India has been hit hard by the jump in crude prices and disruption in oil and gas supplies, but unlike China it has not moved to ban exports of refined fuel.

India has ordered oil and gas companies to share details on exports, imports and inventories with a government agency, as the South Asian nation seeks to shield consumers from shortages amid rising global prices triggered by the U.S.-Israeli war on Iran.
India has designated the Petroleum Planning and Analysis Cell to collect and analyse the information, according to a government order issued late on Wednesday.
The companies must share information regardless of any “contract, agreement, commercial arrangement or confidentiality obligation,” the order said, adding no entity can refuse to share details by claiming it is “commercially sensitive or proprietary”.

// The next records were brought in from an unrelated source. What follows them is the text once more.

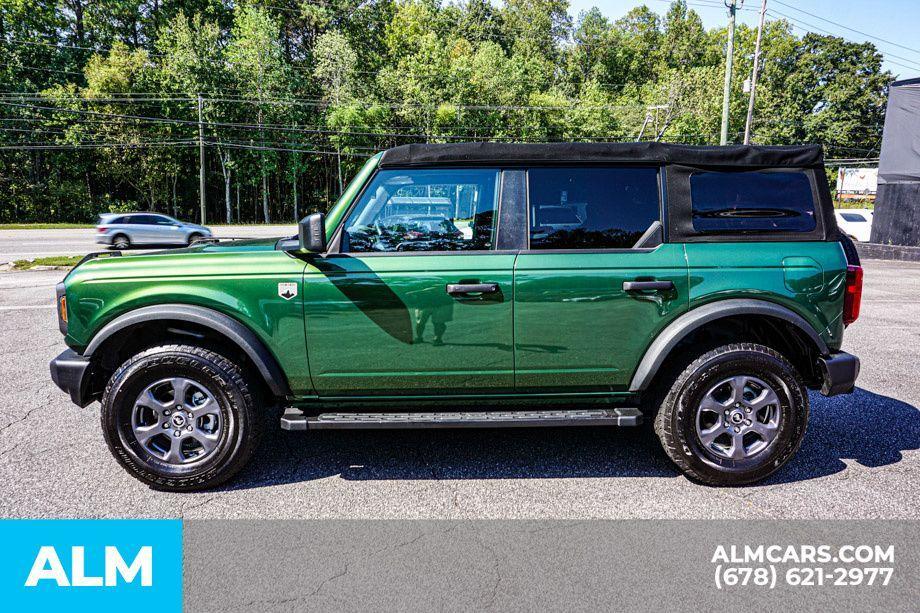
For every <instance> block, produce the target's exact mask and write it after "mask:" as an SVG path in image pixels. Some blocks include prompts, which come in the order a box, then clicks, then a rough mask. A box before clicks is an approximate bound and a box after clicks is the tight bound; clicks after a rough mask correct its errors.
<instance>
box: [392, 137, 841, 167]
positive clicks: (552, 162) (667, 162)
mask: <svg viewBox="0 0 920 613" xmlns="http://www.w3.org/2000/svg"><path fill="white" fill-rule="evenodd" d="M553 162H587V163H604V162H653V163H661V164H665V163H670V164H681V165H686V166H720V167H725V166H739V167H761V168H764V167H778V166H779V167H797V168H809V167H812V168H813V167H819V166H821V165H822V164H823V163H824V155H823V153H822V150H821V147H820V146H819V145H795V146H783V147H773V146H770V147H767V146H759V145H726V146H721V147H712V146H705V147H704V146H697V145H674V144H668V143H653V142H640V143H540V144H536V143H523V144H522V143H448V144H419V145H402V146H399V147H394V148H392V149H387V150H386V151H384V152H383V156H382V157H381V158H380V167H381V168H388V167H389V168H393V167H405V166H438V165H478V164H495V163H502V164H509V163H510V164H546V163H553Z"/></svg>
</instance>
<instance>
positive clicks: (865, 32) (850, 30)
mask: <svg viewBox="0 0 920 613" xmlns="http://www.w3.org/2000/svg"><path fill="white" fill-rule="evenodd" d="M773 1H774V2H776V4H781V5H783V6H785V7H787V8H790V9H792V10H794V11H798V12H799V13H805V14H806V15H809V16H810V17H814V18H815V19H820V20H821V21H826V22H827V23H830V24H833V25H835V26H837V27H839V28H843V29H844V30H849V31H850V32H855V33H856V34H860V35H862V36H866V37H868V38H872V39H875V40H877V41H881V42H883V43H886V44H889V45H892V46H895V47H900V48H901V49H904V50H906V51H910V52H912V53H920V50H917V49H913V48H911V47H907V46H905V45H901V44H899V43H896V42H894V41H891V40H888V39H885V38H882V37H880V36H875V35H873V34H869V33H867V32H863V31H861V30H857V29H855V28H851V27H849V26H845V25H843V24H842V23H837V22H836V21H831V20H830V19H827V18H825V17H821V16H820V15H815V14H814V13H809V12H808V11H806V10H803V9H800V8H798V7H795V6H793V5H791V4H786V3H785V2H780V0H773Z"/></svg>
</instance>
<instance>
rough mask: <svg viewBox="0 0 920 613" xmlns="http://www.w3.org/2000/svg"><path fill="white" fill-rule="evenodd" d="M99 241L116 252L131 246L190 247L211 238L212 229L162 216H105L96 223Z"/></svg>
mask: <svg viewBox="0 0 920 613" xmlns="http://www.w3.org/2000/svg"><path fill="white" fill-rule="evenodd" d="M96 232H97V234H96V242H97V243H101V244H103V245H111V246H112V247H114V248H115V249H128V248H129V247H131V246H132V245H183V246H184V245H191V244H192V243H193V242H195V241H196V240H198V239H199V238H210V237H211V236H212V234H211V230H210V228H207V227H205V226H200V225H198V224H193V223H186V222H184V221H179V220H178V219H175V218H174V217H170V216H168V215H161V214H160V213H103V214H102V215H100V216H99V220H98V221H97V222H96Z"/></svg>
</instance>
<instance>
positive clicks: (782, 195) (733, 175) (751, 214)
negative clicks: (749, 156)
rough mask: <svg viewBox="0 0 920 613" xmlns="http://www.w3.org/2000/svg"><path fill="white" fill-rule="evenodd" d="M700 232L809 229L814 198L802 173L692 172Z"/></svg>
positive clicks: (693, 212)
mask: <svg viewBox="0 0 920 613" xmlns="http://www.w3.org/2000/svg"><path fill="white" fill-rule="evenodd" d="M690 199H691V202H692V207H693V229H694V230H697V231H698V232H720V231H728V232H738V231H746V230H748V231H761V232H763V231H765V232H769V231H776V232H811V231H813V230H814V229H815V202H814V196H813V194H812V189H811V182H810V181H809V180H808V176H807V175H805V173H803V172H697V173H693V174H692V175H691V176H690Z"/></svg>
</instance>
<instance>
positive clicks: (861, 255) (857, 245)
mask: <svg viewBox="0 0 920 613" xmlns="http://www.w3.org/2000/svg"><path fill="white" fill-rule="evenodd" d="M854 244H855V245H856V252H857V253H859V257H860V258H865V259H867V260H898V261H902V262H920V247H908V246H905V245H882V244H879V243H856V242H855V241H854Z"/></svg>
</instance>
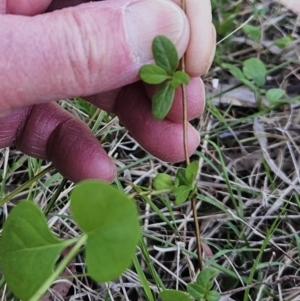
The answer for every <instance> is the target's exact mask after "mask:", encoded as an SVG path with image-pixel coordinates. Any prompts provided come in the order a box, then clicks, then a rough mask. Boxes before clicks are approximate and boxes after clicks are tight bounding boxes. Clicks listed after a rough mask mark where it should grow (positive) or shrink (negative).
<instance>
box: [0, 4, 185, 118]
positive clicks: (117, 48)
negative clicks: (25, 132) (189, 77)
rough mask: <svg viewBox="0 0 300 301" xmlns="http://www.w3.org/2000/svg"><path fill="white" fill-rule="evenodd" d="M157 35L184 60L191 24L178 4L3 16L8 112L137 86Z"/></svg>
mask: <svg viewBox="0 0 300 301" xmlns="http://www.w3.org/2000/svg"><path fill="white" fill-rule="evenodd" d="M157 4H159V5H157ZM145 13H147V16H148V15H149V16H150V17H149V16H148V17H147V16H145ZM137 25H138V27H137ZM108 28H109V30H108ZM137 28H138V29H137ZM20 33H22V34H20ZM158 33H160V34H163V35H167V36H168V37H169V38H170V39H172V41H173V42H174V43H175V44H176V46H177V49H178V52H179V53H180V54H181V55H182V54H183V53H184V51H185V49H186V47H187V44H188V39H189V26H188V21H187V18H186V16H185V15H184V14H183V13H182V11H181V10H180V8H178V7H177V6H176V5H174V4H173V3H172V2H168V1H166V2H163V4H162V3H161V2H160V0H151V1H149V0H141V1H134V0H118V1H103V2H90V3H85V4H82V5H78V6H75V7H69V8H66V9H63V10H57V11H54V12H51V13H46V14H42V15H37V16H34V17H24V16H15V15H4V16H1V19H0V36H1V40H0V53H1V57H0V70H1V72H0V95H1V98H0V106H1V109H2V112H3V111H5V110H11V109H15V108H18V107H20V106H23V107H24V106H27V105H32V104H35V103H40V102H45V101H51V100H56V99H61V98H66V97H69V98H71V97H74V96H78V95H82V96H85V95H92V94H94V93H99V92H104V91H109V90H112V89H115V88H118V87H122V86H124V85H126V84H129V83H132V82H134V81H137V80H138V70H139V69H140V67H141V66H142V65H144V64H145V63H150V62H152V61H153V57H152V51H151V43H152V40H153V38H154V37H155V36H156V35H157V34H158ZM20 49H22V59H21V60H20V51H19V50H20Z"/></svg>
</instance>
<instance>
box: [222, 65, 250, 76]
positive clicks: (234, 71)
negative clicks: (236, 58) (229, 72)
mask: <svg viewBox="0 0 300 301" xmlns="http://www.w3.org/2000/svg"><path fill="white" fill-rule="evenodd" d="M222 67H223V68H225V69H227V70H228V71H229V72H230V73H231V74H232V75H233V76H234V77H235V78H236V79H238V80H241V79H243V78H244V79H245V75H244V73H243V72H242V70H241V69H239V68H238V67H236V66H234V65H231V64H226V63H223V64H222Z"/></svg>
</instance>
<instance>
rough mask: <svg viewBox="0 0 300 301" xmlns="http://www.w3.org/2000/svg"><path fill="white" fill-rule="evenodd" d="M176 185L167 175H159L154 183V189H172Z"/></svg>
mask: <svg viewBox="0 0 300 301" xmlns="http://www.w3.org/2000/svg"><path fill="white" fill-rule="evenodd" d="M173 186H174V183H173V181H172V179H171V177H170V176H169V175H167V174H165V173H159V174H157V175H156V177H155V179H154V181H153V187H154V188H155V189H156V190H164V189H172V188H173Z"/></svg>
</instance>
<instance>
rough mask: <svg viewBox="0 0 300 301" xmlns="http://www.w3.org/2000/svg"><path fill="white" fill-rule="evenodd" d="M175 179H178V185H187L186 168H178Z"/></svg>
mask: <svg viewBox="0 0 300 301" xmlns="http://www.w3.org/2000/svg"><path fill="white" fill-rule="evenodd" d="M176 180H178V184H179V186H181V185H186V186H189V185H190V182H189V181H188V180H187V178H186V169H185V168H178V170H177V173H176Z"/></svg>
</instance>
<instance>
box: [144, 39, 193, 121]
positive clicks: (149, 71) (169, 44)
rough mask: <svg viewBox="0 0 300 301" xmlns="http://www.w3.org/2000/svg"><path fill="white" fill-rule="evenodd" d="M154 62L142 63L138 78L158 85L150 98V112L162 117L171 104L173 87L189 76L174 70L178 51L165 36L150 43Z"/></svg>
mask: <svg viewBox="0 0 300 301" xmlns="http://www.w3.org/2000/svg"><path fill="white" fill-rule="evenodd" d="M152 53H153V57H154V61H155V64H150V65H144V66H143V67H141V69H140V72H139V74H140V78H141V79H142V81H143V82H145V83H147V84H150V85H158V88H157V90H156V92H155V93H154V95H153V98H152V114H153V116H154V117H155V118H156V119H159V120H161V119H164V118H165V117H166V116H167V114H168V112H169V111H170V108H171V106H172V103H173V100H174V95H175V89H177V88H178V87H180V85H182V84H188V83H189V82H190V78H189V76H188V74H186V73H185V72H183V71H176V69H177V68H178V65H179V59H178V53H177V50H176V48H175V46H174V45H173V43H172V42H171V41H170V40H169V39H168V38H167V37H165V36H157V37H155V38H154V40H153V43H152Z"/></svg>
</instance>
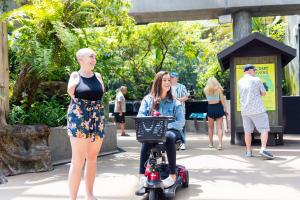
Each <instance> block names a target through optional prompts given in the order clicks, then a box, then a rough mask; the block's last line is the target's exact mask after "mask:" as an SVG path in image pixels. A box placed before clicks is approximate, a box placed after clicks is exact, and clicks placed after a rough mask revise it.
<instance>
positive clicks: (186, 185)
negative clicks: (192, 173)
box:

India has been hit hard by the jump in crude prices and disruption in oil and gas supplies, but unlike China it has not moved to ban exports of refined fuel.
Any move to curtail fuel exports by India will hit Reliance Industries, the operator of the world’s biggest refining complex, as other refiners have largely stopped exporting fuels.
All companies involved in the oil and gas supply chain including oil producers, importers, refiners, fuel and gas retailers, liquefied natural gas importers, pipeline operators, and petrochemical plants were ordered to provide PPAC with data.
India, the world’s fourth-largest refiner and third-biggest oil importer and consumer, meets over 90% of its oil needs through purchases from overseas.
So far the federal government has maintained that the country has adequate crude supplies and refined fuel stocks to meet local fuel demand.
However, the world’s second-largest LPG importer is facing its worst cooking gas crisis in decades with shipments from the Strait of Hormuz almost halted due to the war.
India was sourcing more than 40% of its crude imports and 90% of its liquefied petroleum gas imports from the Middle East.
Indian refiners have bought millions of barrels of Russian oil floating on the high seas after Washington granted a sanctions waiver.